Фальк | страница 11



Кажется, Фальк был датчанином или норвежцем, — точно не знаю. Во всяком случае, он был скандинавом и надменным монополистом в придачу. Возможно, что это слово было ему неизвестно, но смысл его он понимал прекрасно. Его тариф для буксируемых судов был самым зверским из всех, какие мне приходилось встречать. Он был капитаном и владельцем единственного буксирного парохода на реке, очень красивого белого судна, вместимостью в полтораста — двести тонн, похожего на элегантную яхту, с круглой рулевой рубкой, возвышающейся, как застекленная башня, и со стройной полированной мачтой на носу. Думаю, и теперь еще плавают по морям шкиперы, которые хорошо помнят Фалька и его буксир. Он вырывал свои полтора фунта мяса из каждого шкипера торгового судна с неумолимым равнодушием, вызывавшим ненависть и даже страх. Шомберг обычно замечал:

— Не желаю говорить об этом парне. Не думаю, чтобы он за весь год выпивал в моей гостинице больше шести стаканов. Но мой совет, джентльмены: не имейте с ним никакого дела, если это от вас зависит.

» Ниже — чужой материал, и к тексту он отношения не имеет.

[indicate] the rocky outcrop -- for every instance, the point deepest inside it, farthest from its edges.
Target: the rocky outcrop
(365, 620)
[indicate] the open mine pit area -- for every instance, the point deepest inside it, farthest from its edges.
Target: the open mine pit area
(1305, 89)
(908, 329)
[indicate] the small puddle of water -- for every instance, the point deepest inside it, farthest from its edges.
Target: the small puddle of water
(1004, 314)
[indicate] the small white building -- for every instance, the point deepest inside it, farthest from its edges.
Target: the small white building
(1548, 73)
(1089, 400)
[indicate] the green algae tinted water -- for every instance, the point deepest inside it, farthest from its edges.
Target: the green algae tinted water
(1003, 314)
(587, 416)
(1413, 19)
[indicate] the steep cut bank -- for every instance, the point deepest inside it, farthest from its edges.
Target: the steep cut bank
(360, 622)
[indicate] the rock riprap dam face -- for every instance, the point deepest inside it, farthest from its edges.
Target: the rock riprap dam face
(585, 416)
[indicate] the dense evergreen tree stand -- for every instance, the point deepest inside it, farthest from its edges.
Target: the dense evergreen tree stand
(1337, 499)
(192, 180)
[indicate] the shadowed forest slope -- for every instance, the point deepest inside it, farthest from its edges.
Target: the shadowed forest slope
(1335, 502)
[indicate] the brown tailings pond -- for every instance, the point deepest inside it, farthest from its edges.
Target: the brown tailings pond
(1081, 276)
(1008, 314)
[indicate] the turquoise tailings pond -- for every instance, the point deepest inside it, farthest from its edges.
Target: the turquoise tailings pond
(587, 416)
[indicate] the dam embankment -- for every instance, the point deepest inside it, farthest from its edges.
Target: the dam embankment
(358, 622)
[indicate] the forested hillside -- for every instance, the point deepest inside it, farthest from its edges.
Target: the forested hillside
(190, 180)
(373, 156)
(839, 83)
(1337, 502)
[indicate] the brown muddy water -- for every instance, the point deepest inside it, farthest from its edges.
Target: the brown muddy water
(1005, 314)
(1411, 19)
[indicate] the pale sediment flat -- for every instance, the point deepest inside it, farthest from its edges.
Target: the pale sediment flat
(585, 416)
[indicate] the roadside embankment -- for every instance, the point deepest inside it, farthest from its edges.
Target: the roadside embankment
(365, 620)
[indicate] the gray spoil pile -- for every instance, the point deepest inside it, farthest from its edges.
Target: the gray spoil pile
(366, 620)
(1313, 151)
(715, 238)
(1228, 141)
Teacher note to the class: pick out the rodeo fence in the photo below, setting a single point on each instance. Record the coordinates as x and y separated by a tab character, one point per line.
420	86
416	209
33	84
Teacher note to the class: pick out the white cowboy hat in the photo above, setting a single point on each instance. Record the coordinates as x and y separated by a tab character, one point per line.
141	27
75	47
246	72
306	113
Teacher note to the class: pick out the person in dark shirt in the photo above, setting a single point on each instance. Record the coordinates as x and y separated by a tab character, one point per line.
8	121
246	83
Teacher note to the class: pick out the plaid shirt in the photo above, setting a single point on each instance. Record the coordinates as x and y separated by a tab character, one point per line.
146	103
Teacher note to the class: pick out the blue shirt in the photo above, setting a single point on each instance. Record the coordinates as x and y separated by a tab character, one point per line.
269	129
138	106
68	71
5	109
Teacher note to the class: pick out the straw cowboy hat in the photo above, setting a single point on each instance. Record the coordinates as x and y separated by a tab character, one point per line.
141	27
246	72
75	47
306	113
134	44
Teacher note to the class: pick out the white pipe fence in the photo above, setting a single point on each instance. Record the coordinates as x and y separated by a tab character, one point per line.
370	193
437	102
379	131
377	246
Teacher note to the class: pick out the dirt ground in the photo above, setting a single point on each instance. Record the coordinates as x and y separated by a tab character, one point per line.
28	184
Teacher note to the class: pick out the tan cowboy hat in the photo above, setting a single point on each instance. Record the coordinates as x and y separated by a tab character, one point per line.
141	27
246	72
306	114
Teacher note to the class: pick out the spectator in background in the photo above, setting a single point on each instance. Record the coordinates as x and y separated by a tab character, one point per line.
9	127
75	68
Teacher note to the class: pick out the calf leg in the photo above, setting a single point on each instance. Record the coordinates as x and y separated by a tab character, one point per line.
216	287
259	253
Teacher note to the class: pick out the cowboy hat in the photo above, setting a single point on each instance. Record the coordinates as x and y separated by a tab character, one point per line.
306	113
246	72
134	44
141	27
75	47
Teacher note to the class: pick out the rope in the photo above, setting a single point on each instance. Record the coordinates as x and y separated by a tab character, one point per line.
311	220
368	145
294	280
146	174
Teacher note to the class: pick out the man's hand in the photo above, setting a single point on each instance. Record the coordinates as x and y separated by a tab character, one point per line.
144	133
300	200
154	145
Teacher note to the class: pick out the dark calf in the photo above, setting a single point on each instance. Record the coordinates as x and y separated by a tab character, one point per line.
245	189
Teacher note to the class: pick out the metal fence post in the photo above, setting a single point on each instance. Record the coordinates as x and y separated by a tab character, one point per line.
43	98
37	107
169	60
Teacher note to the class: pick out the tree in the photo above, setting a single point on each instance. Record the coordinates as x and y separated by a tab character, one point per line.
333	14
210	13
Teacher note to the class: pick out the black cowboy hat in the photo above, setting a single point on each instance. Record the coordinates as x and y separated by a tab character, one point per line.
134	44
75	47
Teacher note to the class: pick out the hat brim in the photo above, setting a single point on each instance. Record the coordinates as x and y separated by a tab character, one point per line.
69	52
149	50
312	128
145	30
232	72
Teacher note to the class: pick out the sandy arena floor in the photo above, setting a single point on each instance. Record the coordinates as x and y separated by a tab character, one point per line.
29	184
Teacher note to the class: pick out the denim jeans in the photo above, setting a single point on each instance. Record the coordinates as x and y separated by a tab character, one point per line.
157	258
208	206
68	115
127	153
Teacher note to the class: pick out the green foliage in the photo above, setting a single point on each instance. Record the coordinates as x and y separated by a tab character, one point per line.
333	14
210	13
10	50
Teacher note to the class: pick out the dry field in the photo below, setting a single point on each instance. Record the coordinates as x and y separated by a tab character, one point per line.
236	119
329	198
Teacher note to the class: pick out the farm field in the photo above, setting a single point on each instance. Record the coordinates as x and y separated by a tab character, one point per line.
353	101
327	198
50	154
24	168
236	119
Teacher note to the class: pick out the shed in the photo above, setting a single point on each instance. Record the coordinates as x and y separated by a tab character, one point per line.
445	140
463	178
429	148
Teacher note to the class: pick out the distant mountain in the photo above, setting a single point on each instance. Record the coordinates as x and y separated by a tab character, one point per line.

Этому совету, оставляя в стороне неизбежные деловые отношении, легко было последовать, так как Фальк никому не навязывал своего знакомства. Кажется, нелепо сравнивать шкипера буксирного судна с кентавром, но почему-то он мне напоминал картинку в маленькой книжке, которая была у меня в детстве. На этой картинке изображены кентавры у ручья: один из них, на переднем плане, вздымается на дыбы, держа в руке лук и стрелы; у него правильные суровые черты лица и огромная волнистая борода, ниспадающая на грудь. Лицо Фалька напоминало мне этого кентавра. А кроме того, он был существом сложным: правда, не человек-лошадь, а человек-судно. Он жил на борту своего буксира,  который с раннего утра до росистого вечера носился вверх и вниз по реке. С последними лучами солнца вы издали могли разглядеть его бороду высоко на мостике белого парохода, идущего вверх по реке, чтобы бросить якорь на ночь. Вы видели человека в белом и пышную темную шевелюру; а нижняя его половина скрывалась за белой оградой мостика; еще ниже острый белый нос судна рассекал грязные воды реки.

Отделенный от своего парохода, он представлялся мне существом незавершенным. Даже буксир без его головы и торса на мостике казался изувеченным. Но он очень редко оставлял его. За все время моего пребывания в порту я видел его на берегу дважды. Впервые я встретил его у своих фрахтовщиков, куда он явился мрачный, чтобы получить плату за выведенный им накануне на буксире французский барк. Второй раз я едва поверил своим глазам, ибо узрел его и его бороду на стуле с тростниковым сиденьем в бильярдной у Шомберга.